Lester Chambers to sing at Yoshi's
SAN RAFAEL, Calif. (KGO) -- Legendary Bay Area rock and blues singer Lester Chambers, of the Chambers Brothers, has made a remarkable comeback. He was very ill and even homeless at one point, but Thursday night he headlines a big show at Yoshi's in San Francisco. It will be a one-time only solute to Stax Records -- the hit makers from Memphis.
Chambers has a voice filled with the blues. The pain and the good times, he has seen it all. Felled by illnesses, he wound up homeless.
"Just old age and being forgotten by the people that mean the most," said Chambers.
He'd sleep on an air mattress in a rehearsal studio. Chambers was reluctant to ask for help because people would assume he had a drug problem and it just wasn't so. But people have come to his side, including Yoko Ono and his son, Dylan, who Chambers calls "the backbone he almost lost."

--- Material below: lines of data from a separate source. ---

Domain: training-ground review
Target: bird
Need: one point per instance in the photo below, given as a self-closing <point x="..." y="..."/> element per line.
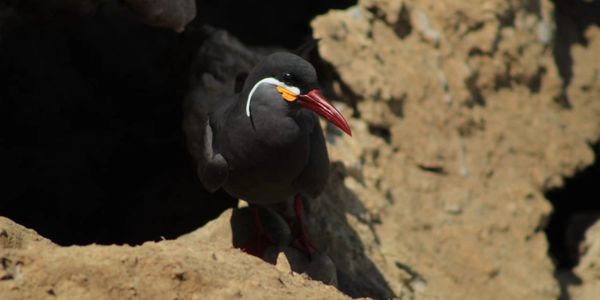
<point x="264" y="144"/>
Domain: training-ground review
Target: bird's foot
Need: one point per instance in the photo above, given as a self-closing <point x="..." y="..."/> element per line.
<point x="302" y="242"/>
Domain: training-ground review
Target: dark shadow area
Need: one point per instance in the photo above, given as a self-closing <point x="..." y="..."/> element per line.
<point x="91" y="148"/>
<point x="358" y="276"/>
<point x="576" y="208"/>
<point x="267" y="22"/>
<point x="572" y="18"/>
<point x="90" y="141"/>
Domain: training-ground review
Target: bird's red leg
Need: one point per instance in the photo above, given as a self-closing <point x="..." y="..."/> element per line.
<point x="258" y="244"/>
<point x="302" y="242"/>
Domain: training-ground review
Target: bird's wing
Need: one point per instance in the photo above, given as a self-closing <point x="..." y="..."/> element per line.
<point x="212" y="168"/>
<point x="313" y="178"/>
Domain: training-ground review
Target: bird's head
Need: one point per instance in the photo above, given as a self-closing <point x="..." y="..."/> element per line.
<point x="295" y="82"/>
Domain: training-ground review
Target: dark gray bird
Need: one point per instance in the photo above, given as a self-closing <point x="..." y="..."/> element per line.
<point x="265" y="145"/>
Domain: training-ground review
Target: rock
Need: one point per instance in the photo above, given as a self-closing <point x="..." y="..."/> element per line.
<point x="588" y="269"/>
<point x="452" y="184"/>
<point x="174" y="14"/>
<point x="182" y="268"/>
<point x="15" y="236"/>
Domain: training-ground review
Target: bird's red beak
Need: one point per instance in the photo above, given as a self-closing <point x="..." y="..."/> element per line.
<point x="315" y="101"/>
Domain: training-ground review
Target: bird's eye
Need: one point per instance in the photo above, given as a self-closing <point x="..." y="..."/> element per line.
<point x="287" y="77"/>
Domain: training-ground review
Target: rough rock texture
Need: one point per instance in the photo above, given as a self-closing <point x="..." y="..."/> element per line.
<point x="588" y="269"/>
<point x="187" y="268"/>
<point x="165" y="13"/>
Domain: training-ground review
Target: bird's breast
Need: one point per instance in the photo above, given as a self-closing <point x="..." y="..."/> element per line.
<point x="265" y="159"/>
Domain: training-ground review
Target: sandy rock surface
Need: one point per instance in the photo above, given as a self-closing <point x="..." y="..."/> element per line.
<point x="187" y="268"/>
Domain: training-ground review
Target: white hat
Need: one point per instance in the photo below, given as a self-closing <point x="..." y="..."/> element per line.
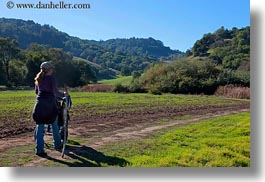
<point x="46" y="65"/>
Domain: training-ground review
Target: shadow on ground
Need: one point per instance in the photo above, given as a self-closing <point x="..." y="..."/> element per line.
<point x="84" y="156"/>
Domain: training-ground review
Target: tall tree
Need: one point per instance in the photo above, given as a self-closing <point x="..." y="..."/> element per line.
<point x="8" y="50"/>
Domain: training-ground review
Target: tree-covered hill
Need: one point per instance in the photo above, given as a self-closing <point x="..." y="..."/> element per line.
<point x="229" y="48"/>
<point x="125" y="55"/>
<point x="217" y="59"/>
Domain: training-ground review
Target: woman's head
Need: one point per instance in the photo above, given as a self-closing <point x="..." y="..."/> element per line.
<point x="45" y="69"/>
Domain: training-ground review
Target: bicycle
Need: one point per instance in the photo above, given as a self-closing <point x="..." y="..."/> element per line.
<point x="64" y="106"/>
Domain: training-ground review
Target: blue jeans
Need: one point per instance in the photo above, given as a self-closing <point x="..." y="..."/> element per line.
<point x="40" y="134"/>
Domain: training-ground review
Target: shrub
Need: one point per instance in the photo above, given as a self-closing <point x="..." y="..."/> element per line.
<point x="120" y="88"/>
<point x="155" y="91"/>
<point x="233" y="91"/>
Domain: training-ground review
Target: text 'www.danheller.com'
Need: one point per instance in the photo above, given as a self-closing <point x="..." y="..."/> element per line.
<point x="49" y="5"/>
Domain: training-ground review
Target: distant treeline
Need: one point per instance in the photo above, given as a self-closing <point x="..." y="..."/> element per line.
<point x="123" y="55"/>
<point x="219" y="58"/>
<point x="19" y="67"/>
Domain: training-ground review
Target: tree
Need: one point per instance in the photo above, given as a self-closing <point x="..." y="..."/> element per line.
<point x="8" y="51"/>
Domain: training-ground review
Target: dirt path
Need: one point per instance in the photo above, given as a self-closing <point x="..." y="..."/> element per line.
<point x="131" y="132"/>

"You know what he has done for people with music. Still, to this day, he gets 10 emails a day from people around the world," said Dylan Chambers.
Steve Cropper has been called "the greatest living guitar player." He joins the band to perform at Yoshi's San Francisco Thursday night.
"It's for a great cause and my buddy Lester. He's been a friend for years," said Cropper.
Cropper is in the Songwriters Hall of Fame and the Rock and Roll Hall of Fame. His hits include: "Knock On Wood," "Soul Man," and "The Midnight Hour." He is the driving force of Booker T and the MG's, the Blues Brothers Band, and the Stax Records Band.
"Typically about people that just have a passion for music and sort of being successful at it," said Cropper.
Cropper revealed a secret about his biggest hit, Otis Redding's "Dock of the Bay," written in Sausalito. It wasn't about a ship going under the Golden Gate.
"I watched the ferry come across and as it comes in to park, what do ferries do? They push up a wake, it rolls in and that's what he was talking about," said Cropper.
For Chambers, life and music today is a far cry when he was down so low.
When asked if there was a time when he wanted to give it all up, Chambers said, "Not really. I knew I would come back to it where this is right now and I'm still on my way up."
The event will benefit Sweet Relief which helps musicians who need help.